Suramin sodium, which is only available through the Centers for Disease Control and Prevention (CDC), is recommended for the blood-borne stages of African trypanosomiasis, with limited efficacy in patients with advanced central nervous system disease. Its frequent side effects include gastrointestinal symptoms and hypersensitivity reactions. Long-term administration has been associated with ocular, renal, hepatic, and neurologic toxicity.
Sodium stibogluconate (Pentostam) is an antimonial compound used for the treatment of leishmaniasis. Meglumine antimonate (Glucan-time), a closely related pentavalent antimonial, is frequently used outside the United States. Side effects of these two agents include gastrointestinal symptoms, myalgias, arthralgias, transaminitis, and occasionally electrocardiogram changes.
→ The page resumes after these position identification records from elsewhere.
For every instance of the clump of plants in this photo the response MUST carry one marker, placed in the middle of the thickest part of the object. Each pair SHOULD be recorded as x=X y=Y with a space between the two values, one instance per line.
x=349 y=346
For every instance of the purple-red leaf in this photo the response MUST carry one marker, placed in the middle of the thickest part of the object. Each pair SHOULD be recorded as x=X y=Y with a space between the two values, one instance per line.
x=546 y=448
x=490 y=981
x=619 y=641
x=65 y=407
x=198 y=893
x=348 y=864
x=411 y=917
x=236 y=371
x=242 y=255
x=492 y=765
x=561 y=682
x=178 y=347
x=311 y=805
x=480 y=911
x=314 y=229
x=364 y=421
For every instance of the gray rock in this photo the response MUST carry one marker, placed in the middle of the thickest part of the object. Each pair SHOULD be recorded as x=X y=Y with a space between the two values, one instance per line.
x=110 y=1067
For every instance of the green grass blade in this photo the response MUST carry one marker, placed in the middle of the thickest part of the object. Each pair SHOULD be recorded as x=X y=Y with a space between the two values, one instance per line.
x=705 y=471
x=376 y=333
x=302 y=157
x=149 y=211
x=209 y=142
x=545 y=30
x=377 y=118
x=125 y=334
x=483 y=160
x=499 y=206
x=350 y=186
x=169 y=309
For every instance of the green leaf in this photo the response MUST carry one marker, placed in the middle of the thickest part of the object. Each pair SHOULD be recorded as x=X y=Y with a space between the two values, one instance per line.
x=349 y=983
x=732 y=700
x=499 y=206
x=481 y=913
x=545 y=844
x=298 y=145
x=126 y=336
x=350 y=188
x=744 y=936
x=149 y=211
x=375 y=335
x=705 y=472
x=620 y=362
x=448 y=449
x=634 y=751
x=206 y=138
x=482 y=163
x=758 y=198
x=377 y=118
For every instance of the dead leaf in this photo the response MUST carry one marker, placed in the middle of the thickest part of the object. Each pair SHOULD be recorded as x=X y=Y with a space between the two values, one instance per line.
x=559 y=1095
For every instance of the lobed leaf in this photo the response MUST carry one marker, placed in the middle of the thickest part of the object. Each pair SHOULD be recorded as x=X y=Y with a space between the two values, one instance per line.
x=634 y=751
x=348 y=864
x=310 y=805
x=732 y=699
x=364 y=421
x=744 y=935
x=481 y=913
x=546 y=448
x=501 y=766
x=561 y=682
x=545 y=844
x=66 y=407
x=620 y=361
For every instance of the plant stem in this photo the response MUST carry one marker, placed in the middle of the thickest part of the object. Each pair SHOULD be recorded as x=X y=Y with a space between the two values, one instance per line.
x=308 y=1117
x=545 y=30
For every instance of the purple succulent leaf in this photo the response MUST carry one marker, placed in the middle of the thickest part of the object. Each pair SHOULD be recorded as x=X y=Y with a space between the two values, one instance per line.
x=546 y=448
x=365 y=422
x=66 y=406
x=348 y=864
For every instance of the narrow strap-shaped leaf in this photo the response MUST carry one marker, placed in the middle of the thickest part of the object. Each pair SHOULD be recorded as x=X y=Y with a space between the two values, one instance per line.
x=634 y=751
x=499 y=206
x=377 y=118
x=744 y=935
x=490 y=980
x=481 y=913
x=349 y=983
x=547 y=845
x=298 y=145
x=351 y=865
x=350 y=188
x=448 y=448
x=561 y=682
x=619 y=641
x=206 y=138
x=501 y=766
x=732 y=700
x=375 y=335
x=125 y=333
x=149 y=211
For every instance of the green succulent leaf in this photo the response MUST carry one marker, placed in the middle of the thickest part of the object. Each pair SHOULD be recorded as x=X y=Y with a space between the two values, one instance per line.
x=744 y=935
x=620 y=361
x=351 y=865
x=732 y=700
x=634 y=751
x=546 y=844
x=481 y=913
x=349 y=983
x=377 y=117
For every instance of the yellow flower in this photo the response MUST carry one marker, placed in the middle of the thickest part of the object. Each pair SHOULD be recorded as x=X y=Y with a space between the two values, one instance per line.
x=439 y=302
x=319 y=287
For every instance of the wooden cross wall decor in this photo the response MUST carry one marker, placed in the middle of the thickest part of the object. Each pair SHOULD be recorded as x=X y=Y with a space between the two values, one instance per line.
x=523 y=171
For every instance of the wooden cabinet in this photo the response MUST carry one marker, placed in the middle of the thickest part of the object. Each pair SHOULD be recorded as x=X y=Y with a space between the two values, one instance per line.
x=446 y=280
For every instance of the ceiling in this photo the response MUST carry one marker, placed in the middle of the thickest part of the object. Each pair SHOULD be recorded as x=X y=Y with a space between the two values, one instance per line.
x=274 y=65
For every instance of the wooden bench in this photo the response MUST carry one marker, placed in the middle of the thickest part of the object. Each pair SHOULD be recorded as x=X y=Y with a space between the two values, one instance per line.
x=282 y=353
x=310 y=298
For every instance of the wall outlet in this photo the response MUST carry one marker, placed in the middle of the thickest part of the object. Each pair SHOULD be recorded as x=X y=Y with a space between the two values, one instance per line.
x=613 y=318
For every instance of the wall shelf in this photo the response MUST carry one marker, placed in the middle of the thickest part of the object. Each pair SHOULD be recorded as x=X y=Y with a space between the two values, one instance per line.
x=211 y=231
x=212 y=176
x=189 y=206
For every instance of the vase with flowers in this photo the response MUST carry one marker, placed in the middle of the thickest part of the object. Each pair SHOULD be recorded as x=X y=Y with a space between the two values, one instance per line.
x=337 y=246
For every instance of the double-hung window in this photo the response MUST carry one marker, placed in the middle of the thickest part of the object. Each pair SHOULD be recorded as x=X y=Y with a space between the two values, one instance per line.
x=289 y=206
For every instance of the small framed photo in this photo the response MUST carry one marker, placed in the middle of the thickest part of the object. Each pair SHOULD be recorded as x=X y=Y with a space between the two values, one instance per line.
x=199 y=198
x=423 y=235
Amphotericin B deoxycholate, as well as the newer lipid-associated formulations, are alternative agents for the treatment of certain types of leishmaniasis. The lipid formulations are associated with substantially less nephrotoxicity than the deoxycholate preparation and can be used to treat both children and adults.24
Pentamidine isethionate (Pentam 300), a diamidine, is an alternative therapy for the treatment of African trypanosomiasis and leishmaniasis. It is usually well tolerated, but its use has been associated with hypotension and hypoglycemia.
The antibiotic clindamycin is used in conjunction with quinine sulfate for the treatment of infections caused by Babesia species.21 This combination is also an alternative regimen for the treatment of chloroquine-resistant malaria. The use of clindamycin has been associated with Clostridium difficile pseudomembranous colitis.
Pyrimethamine (Daraprim) (see antimalarials above), in combination with sulfadiazine, is the drug of choice for Toxoplasma gondii infections. Leucovorin should be given with each dose of pyrimethamine. For congenital toxoplasmosis, a dose of pyrimethamine should be given every 2 or 3 days and a sulfonamide daily for up to a year. The CDC no longer recommends the use of sulfadoxine and pyrimethamine for the treatment of malaria due to the increasing resistance of Plasmodium falciparum.
DRUGS FOR THE TREATMENT OF ECTOPARASITE INFESTATIONS
Infestations with lice or scabies are both treated with topical permethrin (Nix, Elimite) (see Chapter 368).25,26 The use of this agent has been associated with pain, burning, or an erythematous rash. For lice (Pediculus humanus, Pediculus humanus capitis, and Phthirus pubis), the concentration of permethrin is 1%, whereas for scabies infestation (Sarcoptes scabiei) a 5% topical solution is recommended. Ivermectin is also effective in a single oral dose for the treatment of scabies and should be repeated in 10 to 14 days.